En el departamento
ministerial de **F; pero creo que será preferible no nombrarlo, porque no hay
gente más susceptible que los empleados de esta clase de departamentos, los
oficiales, los cancilleres..., en una palabra: todos los funcionarios que
componen la burocracia. Y ahora, dicho esto, muy bien pudiera suceder que
cualquier ciudadano honorable se sintiera ofendido al suponer que en su persona
se hacía una afrenta a toda la sociedad de que forma parte. Se dice que hace
poco un capitán de Policía—no recuerdo en qué ciudad—presentó un informe, en el
que manifestaba claramente que se burlaban los decretos imperiales y que
incluso el honorable título de capitán de Policía se llegaba a pronunciar con
desprecio. Y en prueba de ello mandaba un informe voluminoso de cierta novela
romántica, en la que, a cada diez páginas, aparecía un capitán de Policía, y a
veces, y esto es lo grave, en completo estado de embriaguez. Y por eso, para
evitar toda clase de disgustos, llamaremos sencillamente un departamento al departamento
de que hablemos aquí.
Pues bien: en cierto
departamento ministerial trabajaba un funcionario, de quien apenas si se puede
decir que tenía algo de particular. Era bajo de estatura, algo picado de
viruelas, un tanto pelirrojo y también algo corto de vista, con una pequeña
calvicie en la frente, las mejillas llenas de arrugas y el rostro pálido, como
el de las personas que padecen de almorranas... ¡Qué se le va a hacer! La culpa
la tenía el clima petersburgués.
En cuanto al grado—ya que
entre nosotros es la primera cosa que sale a colación—, nuestro hombre era lo
que llaman un eterno consejero titular, de los que, como es sabido, se han
mofado y chanceado diversos escritores que tienen la laudable costumbre de
atacar a los que no pueden defenderse. El apellido del funcionario en cuestión
era Bachmachkin, y ya por el mismo se ve claramente que deriva de la palabra
zapato; pero cómo, cuándo y de qué forma, nadie lo sabe. El padre, el abuelo y
hasta el cuñado de nuestro funcionario y todos los Bachmachkin llevaron siempre
botas, a las que mandaban poner suelas solo tres veces al año. Nuestro hombre
se llamaba Akakiy Akakievich.

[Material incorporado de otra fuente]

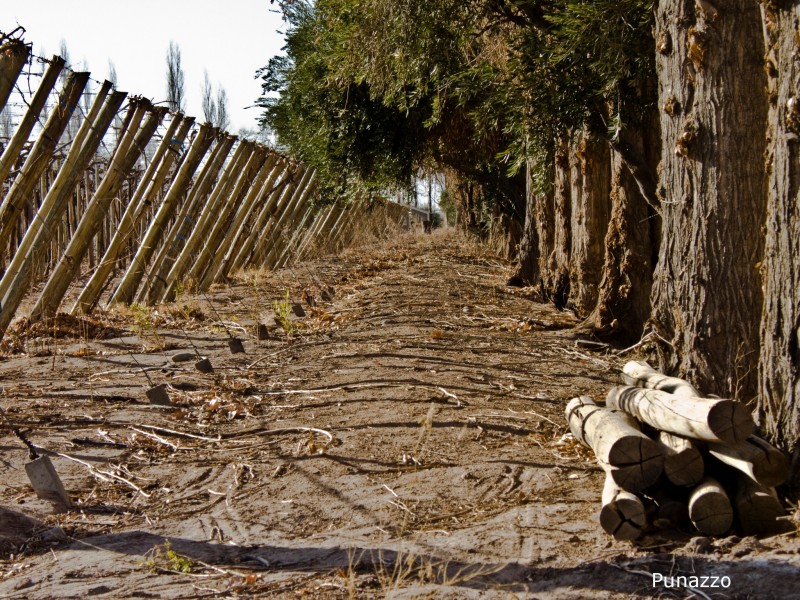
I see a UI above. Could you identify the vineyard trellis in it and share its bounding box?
[0,30,408,337]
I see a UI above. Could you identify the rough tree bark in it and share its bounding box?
[757,1,800,490]
[568,131,611,317]
[587,122,661,343]
[539,136,572,308]
[652,0,767,400]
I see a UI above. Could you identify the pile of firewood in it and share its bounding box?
[566,361,789,540]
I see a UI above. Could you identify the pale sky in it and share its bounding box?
[0,0,284,133]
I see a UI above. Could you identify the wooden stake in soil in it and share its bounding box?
[708,435,789,487]
[622,360,700,398]
[656,431,705,486]
[566,396,664,492]
[689,477,733,535]
[606,387,754,443]
[600,473,647,540]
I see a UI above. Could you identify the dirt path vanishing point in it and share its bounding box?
[0,233,800,599]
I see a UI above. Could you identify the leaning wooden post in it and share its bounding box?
[181,147,272,289]
[606,387,754,443]
[31,98,166,319]
[0,73,90,247]
[228,165,302,273]
[0,82,127,334]
[297,202,335,260]
[0,56,64,188]
[157,141,255,302]
[199,150,283,291]
[0,40,30,111]
[566,396,664,492]
[622,360,700,398]
[109,124,214,304]
[268,175,316,269]
[142,133,236,305]
[206,157,290,290]
[249,169,312,267]
[71,114,194,314]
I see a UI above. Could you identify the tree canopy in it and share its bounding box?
[259,0,653,216]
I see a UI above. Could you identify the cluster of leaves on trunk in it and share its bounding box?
[259,0,653,218]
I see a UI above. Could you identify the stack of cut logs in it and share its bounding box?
[566,361,789,540]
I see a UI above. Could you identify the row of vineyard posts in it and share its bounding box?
[516,0,800,489]
[0,38,407,338]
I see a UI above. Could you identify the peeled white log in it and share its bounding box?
[689,477,733,535]
[736,476,788,535]
[606,386,754,443]
[566,396,664,492]
[622,360,700,398]
[600,472,647,540]
[656,431,705,486]
[708,435,789,487]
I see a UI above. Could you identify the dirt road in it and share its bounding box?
[0,234,800,598]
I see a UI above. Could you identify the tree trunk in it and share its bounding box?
[757,1,800,490]
[542,137,572,308]
[509,160,541,286]
[568,132,611,317]
[587,123,660,343]
[652,0,767,400]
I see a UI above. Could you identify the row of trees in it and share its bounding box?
[260,0,800,488]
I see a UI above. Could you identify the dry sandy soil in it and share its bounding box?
[0,233,800,598]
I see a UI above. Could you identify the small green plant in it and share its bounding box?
[144,540,194,573]
[272,290,294,336]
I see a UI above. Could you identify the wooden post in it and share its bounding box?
[275,202,315,269]
[297,202,336,260]
[622,360,700,398]
[200,151,285,291]
[0,73,89,247]
[0,40,30,111]
[606,387,754,443]
[0,82,127,334]
[187,147,268,290]
[566,396,664,492]
[689,477,733,535]
[109,124,214,304]
[656,431,705,486]
[71,114,194,314]
[600,473,647,540]
[0,56,64,188]
[708,435,789,487]
[158,141,255,302]
[142,134,236,306]
[735,475,792,535]
[31,99,166,319]
[227,165,301,273]
[250,164,314,268]
[266,169,316,269]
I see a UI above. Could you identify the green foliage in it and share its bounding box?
[272,290,294,337]
[145,540,194,573]
[259,0,654,221]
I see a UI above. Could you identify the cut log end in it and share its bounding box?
[708,400,755,444]
[689,477,733,535]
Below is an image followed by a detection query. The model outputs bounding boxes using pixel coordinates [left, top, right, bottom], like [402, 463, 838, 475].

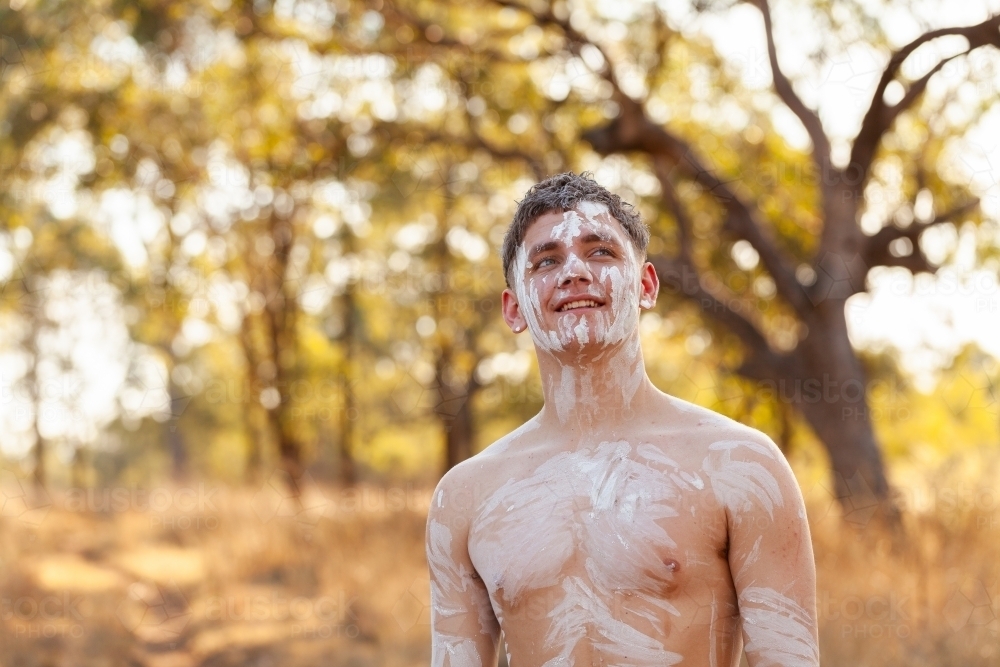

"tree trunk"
[166, 378, 190, 481]
[782, 301, 899, 527]
[338, 235, 360, 486]
[434, 349, 479, 472]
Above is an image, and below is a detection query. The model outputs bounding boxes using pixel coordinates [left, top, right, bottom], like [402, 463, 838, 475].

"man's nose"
[559, 252, 594, 286]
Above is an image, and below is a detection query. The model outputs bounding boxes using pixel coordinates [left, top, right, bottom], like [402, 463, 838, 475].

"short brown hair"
[500, 171, 649, 287]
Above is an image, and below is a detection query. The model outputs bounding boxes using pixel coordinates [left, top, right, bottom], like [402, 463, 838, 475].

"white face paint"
[513, 201, 652, 422]
[513, 202, 652, 352]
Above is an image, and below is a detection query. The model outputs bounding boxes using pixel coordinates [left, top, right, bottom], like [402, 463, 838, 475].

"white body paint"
[428, 202, 818, 667]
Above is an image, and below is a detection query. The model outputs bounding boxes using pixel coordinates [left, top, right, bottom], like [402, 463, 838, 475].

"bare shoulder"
[654, 394, 784, 459]
[430, 416, 538, 521]
[646, 395, 801, 518]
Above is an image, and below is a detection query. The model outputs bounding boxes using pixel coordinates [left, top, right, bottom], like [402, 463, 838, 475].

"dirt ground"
[0, 480, 1000, 667]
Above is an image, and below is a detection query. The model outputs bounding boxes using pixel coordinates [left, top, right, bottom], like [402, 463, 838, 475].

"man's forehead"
[523, 201, 625, 248]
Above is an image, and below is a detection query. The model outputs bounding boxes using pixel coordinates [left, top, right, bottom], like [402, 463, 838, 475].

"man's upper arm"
[426, 470, 500, 667]
[705, 435, 819, 667]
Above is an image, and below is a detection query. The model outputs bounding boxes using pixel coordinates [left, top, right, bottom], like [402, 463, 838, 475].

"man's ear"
[500, 288, 528, 333]
[639, 262, 660, 310]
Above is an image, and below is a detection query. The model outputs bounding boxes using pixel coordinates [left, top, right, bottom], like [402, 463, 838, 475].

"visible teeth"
[559, 299, 597, 312]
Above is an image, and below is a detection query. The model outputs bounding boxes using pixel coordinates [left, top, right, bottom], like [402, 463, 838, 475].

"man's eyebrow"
[528, 241, 559, 257]
[580, 232, 621, 245]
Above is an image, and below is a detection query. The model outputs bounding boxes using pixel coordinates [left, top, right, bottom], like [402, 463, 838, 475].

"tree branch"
[851, 14, 1000, 193]
[750, 0, 830, 163]
[864, 199, 979, 273]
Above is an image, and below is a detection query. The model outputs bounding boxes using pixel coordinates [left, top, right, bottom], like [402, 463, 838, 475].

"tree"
[376, 0, 1000, 521]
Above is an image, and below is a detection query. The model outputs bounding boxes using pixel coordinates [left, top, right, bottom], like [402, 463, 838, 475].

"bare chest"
[469, 442, 726, 608]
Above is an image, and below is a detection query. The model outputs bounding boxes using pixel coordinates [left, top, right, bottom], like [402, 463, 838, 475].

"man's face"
[505, 202, 656, 352]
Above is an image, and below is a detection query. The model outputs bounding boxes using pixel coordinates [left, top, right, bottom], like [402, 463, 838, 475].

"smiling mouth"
[559, 299, 601, 313]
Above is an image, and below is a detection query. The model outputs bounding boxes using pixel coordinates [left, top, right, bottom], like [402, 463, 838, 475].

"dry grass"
[0, 470, 1000, 667]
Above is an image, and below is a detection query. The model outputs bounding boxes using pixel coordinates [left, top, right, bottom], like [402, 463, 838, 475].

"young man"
[427, 173, 819, 667]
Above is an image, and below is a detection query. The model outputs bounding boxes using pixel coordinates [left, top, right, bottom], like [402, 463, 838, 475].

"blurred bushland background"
[0, 0, 1000, 667]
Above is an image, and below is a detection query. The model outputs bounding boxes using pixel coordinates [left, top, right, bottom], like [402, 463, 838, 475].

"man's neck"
[538, 332, 656, 433]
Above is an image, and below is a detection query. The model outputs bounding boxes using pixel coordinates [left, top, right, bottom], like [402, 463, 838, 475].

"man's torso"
[454, 396, 750, 667]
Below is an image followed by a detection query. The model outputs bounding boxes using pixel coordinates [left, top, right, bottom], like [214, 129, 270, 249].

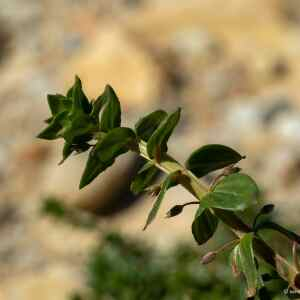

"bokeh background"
[0, 0, 300, 300]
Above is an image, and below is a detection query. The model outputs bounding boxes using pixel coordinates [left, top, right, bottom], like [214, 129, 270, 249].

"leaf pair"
[186, 144, 245, 177]
[135, 108, 181, 160]
[130, 162, 159, 195]
[38, 76, 121, 168]
[79, 127, 136, 189]
[201, 174, 259, 211]
[192, 174, 258, 245]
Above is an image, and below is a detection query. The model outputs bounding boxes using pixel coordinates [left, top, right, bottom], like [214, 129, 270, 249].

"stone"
[61, 23, 161, 110]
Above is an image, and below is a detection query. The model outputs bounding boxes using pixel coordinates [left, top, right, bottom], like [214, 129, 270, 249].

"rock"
[62, 23, 161, 110]
[40, 145, 136, 211]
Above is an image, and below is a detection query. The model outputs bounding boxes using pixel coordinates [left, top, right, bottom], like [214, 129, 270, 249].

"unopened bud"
[166, 205, 183, 218]
[260, 204, 275, 215]
[223, 166, 242, 176]
[201, 251, 217, 265]
[147, 185, 161, 197]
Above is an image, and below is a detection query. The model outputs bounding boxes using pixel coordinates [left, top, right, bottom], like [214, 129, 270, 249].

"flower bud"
[201, 251, 217, 265]
[166, 205, 183, 218]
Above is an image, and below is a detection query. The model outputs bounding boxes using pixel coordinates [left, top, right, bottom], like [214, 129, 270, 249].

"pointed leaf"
[239, 233, 259, 297]
[255, 221, 300, 244]
[135, 110, 168, 141]
[231, 245, 243, 277]
[90, 94, 105, 122]
[58, 142, 74, 165]
[130, 162, 159, 194]
[192, 206, 218, 245]
[47, 94, 72, 116]
[147, 108, 181, 158]
[72, 75, 92, 114]
[201, 174, 258, 210]
[186, 144, 245, 177]
[37, 111, 68, 140]
[143, 171, 180, 230]
[100, 85, 121, 132]
[79, 127, 135, 188]
[252, 204, 275, 231]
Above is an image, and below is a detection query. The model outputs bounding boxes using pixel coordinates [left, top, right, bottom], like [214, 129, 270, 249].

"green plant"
[38, 77, 300, 299]
[71, 233, 286, 300]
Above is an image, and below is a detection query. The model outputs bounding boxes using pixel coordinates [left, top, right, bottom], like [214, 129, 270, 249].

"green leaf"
[147, 108, 181, 158]
[239, 233, 259, 297]
[143, 171, 180, 230]
[135, 110, 168, 141]
[130, 162, 159, 194]
[252, 204, 275, 231]
[61, 111, 98, 144]
[90, 94, 105, 122]
[37, 111, 68, 140]
[99, 85, 121, 132]
[58, 142, 74, 165]
[192, 206, 218, 245]
[79, 127, 136, 189]
[47, 94, 72, 116]
[255, 221, 300, 244]
[231, 245, 242, 277]
[186, 144, 245, 177]
[201, 174, 258, 210]
[72, 75, 92, 114]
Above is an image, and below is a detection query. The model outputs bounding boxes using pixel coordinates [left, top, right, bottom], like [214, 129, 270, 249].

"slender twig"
[138, 141, 298, 288]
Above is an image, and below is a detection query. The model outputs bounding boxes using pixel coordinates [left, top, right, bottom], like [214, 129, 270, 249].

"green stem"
[138, 141, 297, 287]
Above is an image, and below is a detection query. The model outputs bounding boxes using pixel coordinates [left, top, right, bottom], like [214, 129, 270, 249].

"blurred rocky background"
[0, 0, 300, 300]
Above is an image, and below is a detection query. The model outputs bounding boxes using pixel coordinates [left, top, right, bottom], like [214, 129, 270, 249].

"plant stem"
[138, 141, 299, 288]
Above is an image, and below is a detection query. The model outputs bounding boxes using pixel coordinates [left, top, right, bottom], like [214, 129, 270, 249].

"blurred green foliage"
[71, 233, 287, 300]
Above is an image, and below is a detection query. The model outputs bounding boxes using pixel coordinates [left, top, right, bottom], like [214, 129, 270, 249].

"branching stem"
[138, 141, 299, 288]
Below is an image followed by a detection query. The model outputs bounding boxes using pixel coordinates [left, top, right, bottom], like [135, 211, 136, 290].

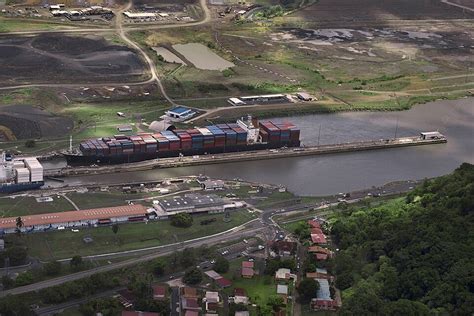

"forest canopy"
[331, 163, 474, 315]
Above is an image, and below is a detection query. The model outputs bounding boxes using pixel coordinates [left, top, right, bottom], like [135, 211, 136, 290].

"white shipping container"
[13, 160, 25, 169]
[197, 128, 213, 135]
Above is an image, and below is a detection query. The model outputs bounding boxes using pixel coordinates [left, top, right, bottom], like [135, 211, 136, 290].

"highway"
[0, 220, 265, 297]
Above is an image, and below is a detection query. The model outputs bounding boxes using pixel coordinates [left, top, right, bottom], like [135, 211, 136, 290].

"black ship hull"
[64, 141, 300, 165]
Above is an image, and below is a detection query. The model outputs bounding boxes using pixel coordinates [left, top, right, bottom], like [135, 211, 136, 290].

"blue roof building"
[166, 106, 196, 121]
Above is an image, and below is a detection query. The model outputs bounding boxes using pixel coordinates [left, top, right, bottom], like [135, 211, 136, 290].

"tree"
[112, 223, 119, 235]
[2, 275, 15, 290]
[214, 256, 229, 273]
[229, 303, 248, 315]
[16, 216, 24, 235]
[25, 139, 36, 148]
[43, 261, 61, 276]
[383, 299, 431, 316]
[69, 256, 83, 269]
[297, 278, 319, 303]
[153, 260, 165, 276]
[171, 213, 193, 228]
[79, 298, 123, 316]
[183, 268, 202, 285]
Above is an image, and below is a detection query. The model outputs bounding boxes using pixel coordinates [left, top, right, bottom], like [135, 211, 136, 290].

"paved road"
[0, 0, 211, 101]
[0, 221, 263, 297]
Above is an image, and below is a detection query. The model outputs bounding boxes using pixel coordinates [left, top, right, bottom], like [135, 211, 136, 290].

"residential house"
[241, 261, 255, 279]
[153, 285, 166, 300]
[216, 278, 232, 289]
[316, 279, 331, 300]
[311, 234, 327, 245]
[310, 298, 339, 311]
[277, 284, 288, 304]
[275, 268, 292, 282]
[234, 287, 250, 305]
[271, 240, 297, 257]
[204, 291, 219, 313]
[315, 253, 328, 261]
[308, 219, 321, 228]
[181, 286, 199, 298]
[308, 246, 332, 256]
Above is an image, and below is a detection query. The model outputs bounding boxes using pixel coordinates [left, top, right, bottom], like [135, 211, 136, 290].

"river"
[42, 98, 474, 195]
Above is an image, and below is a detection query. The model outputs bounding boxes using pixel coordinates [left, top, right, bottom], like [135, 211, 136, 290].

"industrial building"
[0, 204, 147, 233]
[123, 11, 158, 20]
[197, 178, 225, 191]
[153, 193, 245, 219]
[227, 94, 290, 106]
[166, 106, 196, 122]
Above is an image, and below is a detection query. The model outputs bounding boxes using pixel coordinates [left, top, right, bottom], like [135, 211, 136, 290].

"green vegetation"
[214, 256, 229, 273]
[297, 278, 319, 303]
[6, 210, 255, 260]
[332, 163, 474, 315]
[0, 18, 69, 33]
[0, 196, 73, 217]
[171, 213, 193, 228]
[183, 268, 203, 285]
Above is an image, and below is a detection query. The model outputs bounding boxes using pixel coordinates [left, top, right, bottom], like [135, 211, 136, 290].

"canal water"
[42, 98, 474, 195]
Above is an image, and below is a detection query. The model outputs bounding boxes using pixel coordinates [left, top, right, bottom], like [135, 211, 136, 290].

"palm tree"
[16, 216, 24, 235]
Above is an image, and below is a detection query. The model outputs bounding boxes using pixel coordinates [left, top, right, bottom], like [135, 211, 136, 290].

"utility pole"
[318, 124, 321, 146]
[395, 116, 399, 139]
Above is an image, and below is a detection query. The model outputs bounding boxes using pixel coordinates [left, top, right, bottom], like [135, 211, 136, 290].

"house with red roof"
[153, 285, 166, 300]
[241, 261, 255, 279]
[311, 234, 327, 245]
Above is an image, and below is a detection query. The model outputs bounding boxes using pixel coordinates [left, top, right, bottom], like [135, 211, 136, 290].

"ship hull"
[0, 182, 44, 194]
[64, 141, 300, 165]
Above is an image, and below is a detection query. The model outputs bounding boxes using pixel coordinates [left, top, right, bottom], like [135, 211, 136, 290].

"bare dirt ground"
[292, 0, 473, 27]
[0, 105, 74, 139]
[0, 34, 146, 86]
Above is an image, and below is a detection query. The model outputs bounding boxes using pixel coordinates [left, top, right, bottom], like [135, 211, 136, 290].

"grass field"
[0, 18, 72, 33]
[0, 196, 74, 217]
[7, 210, 255, 260]
[224, 259, 282, 315]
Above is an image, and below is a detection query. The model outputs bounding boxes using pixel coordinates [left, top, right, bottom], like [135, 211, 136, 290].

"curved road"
[0, 0, 211, 105]
[0, 220, 265, 297]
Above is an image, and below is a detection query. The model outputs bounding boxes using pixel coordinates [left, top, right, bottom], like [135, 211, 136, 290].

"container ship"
[64, 117, 300, 164]
[0, 153, 44, 193]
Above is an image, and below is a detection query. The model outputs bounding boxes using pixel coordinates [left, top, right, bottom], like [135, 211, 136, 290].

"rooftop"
[216, 278, 232, 287]
[242, 268, 255, 277]
[277, 284, 288, 295]
[275, 268, 291, 279]
[316, 279, 331, 300]
[168, 106, 191, 114]
[204, 270, 222, 280]
[311, 234, 326, 244]
[242, 261, 254, 268]
[0, 204, 147, 229]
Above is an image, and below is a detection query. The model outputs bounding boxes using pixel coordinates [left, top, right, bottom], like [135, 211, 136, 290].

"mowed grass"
[7, 210, 255, 260]
[0, 195, 74, 217]
[0, 18, 64, 33]
[224, 259, 277, 312]
[61, 101, 169, 140]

Quizá al lector le parezca este nombre un tanto
raro y rebuscado, pero puedo asegurarle que no lo buscaron adrede, sino que las
circunstancias mismas hicieron imposible darle otro, pues el hecho ocurrió como
sigue:
Akakiy Akakievich nació, si
mal no se recuerda, en la noche del veintidós al veintitrés de marzo. Su
difunta madre, buena mujer y esposa también de otro funcionario, dispuso todo
lo necesario, como era natural, para que el niño fuera bautizado. La madre
guardaba aún cama, la cual estaba situada enfrente de la puerta, y a la derecha
se hallaban el padrino, Iván Ivanovich Erochkin, hombre excelente, jefe de
oficina en el Senado, y la madrina, Arina Semenovna Belobriuchkova, esposa de
un oficial de la Policía y mujer de virtudes extraordinarias.
Dieron a elegir a la
parturienta entre tres nombres: Mokkia, Sossia y el del mártir Josdasat. «No
—dijo para sí la enferma—. ¡Vaya unos nombres! ¡ No! » Para complacerla,
pasaron la hoja del almanaque, en la que se leían otros tres nombres, Trifiliy,
Dula y Varajasiy.
—¡Pero todo esto parece un
verdadero castigo! —exclamó la madre—. ¡Qué nombres! ¡Jamás he oído cosa
semejante! Si por lo menos fuese Varadat o Varuj; pero ¡Trifiliy o Varajasiy!